Movie News Presents:Inglourious Bastards
Sunday, September 13, 2009

 By Samantha Ofole-Prince

Possibly one of the greatest working directors of the 21st century, Quentin Tarantino brings to life with such exhilarating gusto the characters in his latest film about Nazi-scalping Jewish American soldiers.

As in “Kill Bill,” the story engine is revenge with the Nazis being the enemies and with all of Tarantino flicks, it has oodles of quality dialogue – a gift very few directors have mastered.

“Inglourious Basterds” – deliberately misspelled is the story of a group of guerrilla U.S. soldiers led by Lieutenant Aldo Raine (Pitt) in Nazi occupied France during World War II whose mission is to kill Nazis with swift, shocking acts of violence.

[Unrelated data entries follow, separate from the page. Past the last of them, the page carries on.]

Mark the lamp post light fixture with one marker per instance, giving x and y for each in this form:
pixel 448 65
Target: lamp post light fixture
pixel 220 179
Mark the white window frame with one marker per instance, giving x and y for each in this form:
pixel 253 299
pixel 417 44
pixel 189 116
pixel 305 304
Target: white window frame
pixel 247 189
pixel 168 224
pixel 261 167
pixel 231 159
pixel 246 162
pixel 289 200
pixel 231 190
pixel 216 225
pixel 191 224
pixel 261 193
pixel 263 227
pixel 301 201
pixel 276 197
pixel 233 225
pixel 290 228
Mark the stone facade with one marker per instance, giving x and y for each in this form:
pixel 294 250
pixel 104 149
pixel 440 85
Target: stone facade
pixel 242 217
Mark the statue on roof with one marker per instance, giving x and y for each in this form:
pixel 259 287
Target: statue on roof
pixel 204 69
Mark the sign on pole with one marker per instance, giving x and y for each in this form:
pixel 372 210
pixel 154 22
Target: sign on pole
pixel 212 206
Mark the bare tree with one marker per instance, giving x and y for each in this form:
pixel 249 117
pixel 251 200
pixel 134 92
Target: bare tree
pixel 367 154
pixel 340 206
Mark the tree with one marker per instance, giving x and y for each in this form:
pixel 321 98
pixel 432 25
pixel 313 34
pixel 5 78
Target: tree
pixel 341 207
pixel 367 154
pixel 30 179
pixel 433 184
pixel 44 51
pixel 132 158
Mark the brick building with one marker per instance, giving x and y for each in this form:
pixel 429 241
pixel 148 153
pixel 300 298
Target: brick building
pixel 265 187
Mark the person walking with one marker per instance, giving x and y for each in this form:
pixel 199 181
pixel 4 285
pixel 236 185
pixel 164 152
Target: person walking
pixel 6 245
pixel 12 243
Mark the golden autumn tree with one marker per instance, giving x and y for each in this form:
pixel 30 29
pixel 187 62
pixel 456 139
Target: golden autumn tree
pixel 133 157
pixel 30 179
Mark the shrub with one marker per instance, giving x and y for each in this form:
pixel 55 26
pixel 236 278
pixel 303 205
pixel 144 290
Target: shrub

Told in three interconnected stories with a novelistic "chapter" format familiar to fans, Tarantino puts his unconventional storytelling to play with a particularly poignant opening chapter in which two men sit down for a discussion in a French farmhouse. One is SS Colonel Hans Landa (Waltz), nicknamed the “Jew Hunter” who has been placed in charge of rounding up all the Jews in France whilst the other is local French farmer Perrier LaPadite (Denis Menochet), who is extremely on edge and rightfully so as viewers soon discover. The rollercoaster scene which lasts fifteen minutes switches from subtitled French to English as LaPadite is delicately questioned on his affinity to Jews.

It’s a dark comical tread which continues in the following four chapters as we are introduced to other key characters including the numerous members of “the basterds," by narrator Samuel L. Jackson a familiar fixture in Tarantino’s projects. Key members include Hugo Stiglitz, (Schweiger) a German defector and Donny Donowitz (Roth), nicknamed “the Bear Jew” because he bashes the heads of German soldiers with a baseball bat.

Woven in this tale of retribution is Shosanna Dreyfus (Laurent) a Jewish girl who narrowly escapes the Nazi’s and flees to Paris where she forges a new identity as the owner and operator of a cinema and French actor Jacky Ido who plays her confidante Marcel. Dreyfus is poised to carry out a revenge plan of her own as is Bridget Von Hammersmak (Kruger) a German movie star and British spy. Thus, everyone is on a mission to take down the leaders of the Third Reich and the question remains: will they succeed?

An exhilarating ride from start to finish, “Inglourious Basterds” is a perfectly sculpted flick with such depth, wit and blazing originality that it will stand up to repeat viewings.